Data is everywhere: online, internal files, websites, databases, social networks, sensors and everything in between.
I’ve been reading about “data journalism” for many years — combining traditional newsgathering and reporting with the sheer volume of digital information now available. Digging deep into online or digital public documents and records, and harnessing the power of software, helps journalists uncover and track new information.
It’s a new way to shine a light on things some would rather stay buried in the dark. In fact, Farm and Dairy Reporter Kristy Seachrist attended a Rural Computer-Assisted Reporting Workshop last May at the University of Kentucky to try and bolster our own data journalism skills.

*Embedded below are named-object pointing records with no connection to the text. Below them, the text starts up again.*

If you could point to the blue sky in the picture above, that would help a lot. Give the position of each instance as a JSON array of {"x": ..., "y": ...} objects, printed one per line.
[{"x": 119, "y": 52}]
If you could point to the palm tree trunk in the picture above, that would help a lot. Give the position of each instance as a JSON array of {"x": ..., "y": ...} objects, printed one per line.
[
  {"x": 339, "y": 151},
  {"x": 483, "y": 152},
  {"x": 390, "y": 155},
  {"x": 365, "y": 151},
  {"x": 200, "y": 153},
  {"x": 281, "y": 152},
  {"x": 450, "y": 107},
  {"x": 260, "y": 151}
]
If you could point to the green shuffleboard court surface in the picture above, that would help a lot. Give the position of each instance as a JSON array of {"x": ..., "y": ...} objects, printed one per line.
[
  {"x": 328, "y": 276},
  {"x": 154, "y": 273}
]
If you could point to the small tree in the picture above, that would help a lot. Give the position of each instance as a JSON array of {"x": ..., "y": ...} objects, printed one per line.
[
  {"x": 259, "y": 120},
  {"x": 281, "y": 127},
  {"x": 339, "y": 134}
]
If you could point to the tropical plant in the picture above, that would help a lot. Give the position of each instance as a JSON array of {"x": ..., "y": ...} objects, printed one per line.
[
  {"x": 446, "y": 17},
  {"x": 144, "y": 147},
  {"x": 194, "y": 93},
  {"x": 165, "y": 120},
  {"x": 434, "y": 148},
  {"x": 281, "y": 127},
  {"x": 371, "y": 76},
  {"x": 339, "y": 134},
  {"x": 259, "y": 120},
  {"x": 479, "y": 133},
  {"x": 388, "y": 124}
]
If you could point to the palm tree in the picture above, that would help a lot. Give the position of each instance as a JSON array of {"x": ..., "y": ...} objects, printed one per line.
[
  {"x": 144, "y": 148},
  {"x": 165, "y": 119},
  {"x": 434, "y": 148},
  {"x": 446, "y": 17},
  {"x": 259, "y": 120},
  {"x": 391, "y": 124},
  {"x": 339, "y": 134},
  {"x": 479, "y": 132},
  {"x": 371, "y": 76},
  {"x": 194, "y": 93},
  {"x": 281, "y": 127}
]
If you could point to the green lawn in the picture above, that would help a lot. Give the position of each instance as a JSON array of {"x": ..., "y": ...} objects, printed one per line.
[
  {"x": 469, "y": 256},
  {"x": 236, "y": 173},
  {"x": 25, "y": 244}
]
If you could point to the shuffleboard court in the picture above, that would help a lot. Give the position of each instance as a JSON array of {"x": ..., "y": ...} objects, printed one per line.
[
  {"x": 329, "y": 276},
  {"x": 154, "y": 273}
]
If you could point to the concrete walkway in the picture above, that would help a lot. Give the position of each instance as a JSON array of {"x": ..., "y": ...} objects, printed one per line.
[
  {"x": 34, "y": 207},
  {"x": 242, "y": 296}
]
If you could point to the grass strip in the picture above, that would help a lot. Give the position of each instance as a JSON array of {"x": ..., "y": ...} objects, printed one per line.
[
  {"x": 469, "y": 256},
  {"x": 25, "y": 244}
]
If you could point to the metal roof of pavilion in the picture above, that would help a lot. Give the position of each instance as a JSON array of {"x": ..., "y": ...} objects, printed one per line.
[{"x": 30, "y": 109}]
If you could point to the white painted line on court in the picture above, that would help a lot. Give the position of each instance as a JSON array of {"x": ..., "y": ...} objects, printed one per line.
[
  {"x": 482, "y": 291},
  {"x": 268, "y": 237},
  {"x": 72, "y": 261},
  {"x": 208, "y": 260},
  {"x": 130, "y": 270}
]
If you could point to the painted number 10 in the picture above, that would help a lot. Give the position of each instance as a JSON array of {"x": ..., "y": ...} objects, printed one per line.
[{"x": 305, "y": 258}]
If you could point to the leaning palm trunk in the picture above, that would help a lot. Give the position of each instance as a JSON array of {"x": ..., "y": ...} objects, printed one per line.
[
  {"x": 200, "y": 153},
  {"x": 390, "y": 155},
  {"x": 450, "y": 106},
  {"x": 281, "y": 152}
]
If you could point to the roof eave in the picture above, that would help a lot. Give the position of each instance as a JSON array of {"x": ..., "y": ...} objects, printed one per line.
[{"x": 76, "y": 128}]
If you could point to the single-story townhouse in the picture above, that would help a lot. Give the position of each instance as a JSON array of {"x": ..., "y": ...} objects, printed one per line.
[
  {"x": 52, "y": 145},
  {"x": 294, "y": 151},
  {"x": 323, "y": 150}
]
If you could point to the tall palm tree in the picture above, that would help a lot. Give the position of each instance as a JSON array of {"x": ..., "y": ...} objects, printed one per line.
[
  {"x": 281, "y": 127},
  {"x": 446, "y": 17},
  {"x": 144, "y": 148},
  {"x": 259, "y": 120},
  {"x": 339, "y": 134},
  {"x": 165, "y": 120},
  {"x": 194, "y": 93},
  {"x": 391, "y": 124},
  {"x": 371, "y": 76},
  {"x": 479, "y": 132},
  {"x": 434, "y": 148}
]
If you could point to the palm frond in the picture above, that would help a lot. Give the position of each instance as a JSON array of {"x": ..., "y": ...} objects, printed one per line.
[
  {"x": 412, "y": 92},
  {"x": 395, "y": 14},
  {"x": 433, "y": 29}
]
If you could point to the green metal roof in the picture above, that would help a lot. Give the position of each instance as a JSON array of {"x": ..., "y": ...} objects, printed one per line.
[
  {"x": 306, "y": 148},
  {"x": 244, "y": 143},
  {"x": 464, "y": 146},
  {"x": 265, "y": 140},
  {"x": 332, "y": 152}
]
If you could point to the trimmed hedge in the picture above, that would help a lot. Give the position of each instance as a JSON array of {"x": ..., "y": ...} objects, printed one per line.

Information — numbers — have always been essential to farm management, too, so now I’m starting to read more things about “big data” agriculture.
We’re talkin’ more than just pushing the pencil, unless your pencil has a microchip processor.
The latest John Deere equipment use sensors to track and store real-time information on weather, soil conditions, crop features and other data. The information can be accessed online or via an application on your iPad or iPhone to help farmer make better decisions. And along the line, John Deere is gathering information itself that could, say, help forecast demand for spare parts.
Equipment can take soil samples as it moves across your field, analyze the samples and feed the results back to you.
Wireless plant sensors help record and track factors in research plots (an Australian research project generated some 2 million data points per week from 40 sites).
Switching livestock feed? See how well an animal, or a group of animals, is performing with an intelligent weighing system to compare real-time information with historical information.
The USDA participated in a two-day G8 Open Data for Agriculture Conference at the end of April, where U.S. Agriculture Secretary Tom Vilsack announced a new U.S. data-sharing network for food, agriculture and rural issues (www.data.gov).
This open-source data from a variety of sources can now be layered to find connections we couldn’t see before.
Vilsack said open data is triggering a digital revolution that can do for agriculture what the industrial revolution did during the 1900s.
For example, open data from satellites can monitor vegetation growth. Couple that with tracking of insect pests and you could get a super scouting system before you even sweep your first acre.
The conference also drew someone who knows a thing or two about computing and data: Bill Gates. Gates challenged the international attendees to develop minimum standards for accountability and evaluation, and interoperability (making sure systems and data can talk to each other).
The pessimist in me worries a little about the Big Brother aspect of all this information gathering, and I also recognize the old adage of “garbage in, garbage out.” But let’s not throw the baby out with the bathwater. This will be a new skill set for farmers. How do we make meaning of and extract insight from data? If that’s not your forte, you’d better find someone to do it for you.
Two former Google employees have founded Climate Corporation using free soils type information for every two square miles and crop yield data from the USDA, and historical precipitation and temperature data published by the National Weather Service. They added other sources, and real-time data and now know how the average weather at one spot differs from another 2 miles down the road.
They came up a crop insurance product, even for speciality crops, that’s customized according to each farm’s risk factors. If a farm gets dumped on with May rain, Climate Corp.’s computers know about it as soon as the first raindrop falls, and cut a check soon enough for the farmer to buy more seed to replant.
I like how Successful Farming Editor Dave Kurns put it in the April edition: “The key to the data is not precision technology; it’s decision technology.”
This is a lot to absorb, and I’m not sure I grasp its potential. But I predict we’ll see more innovation and creativity and science in agriculture than ever before — all driven by data. After all, information is power, and time is money. Data-generated information lets farmers make fact-based decisions faster.
Better data drives better ag decisions.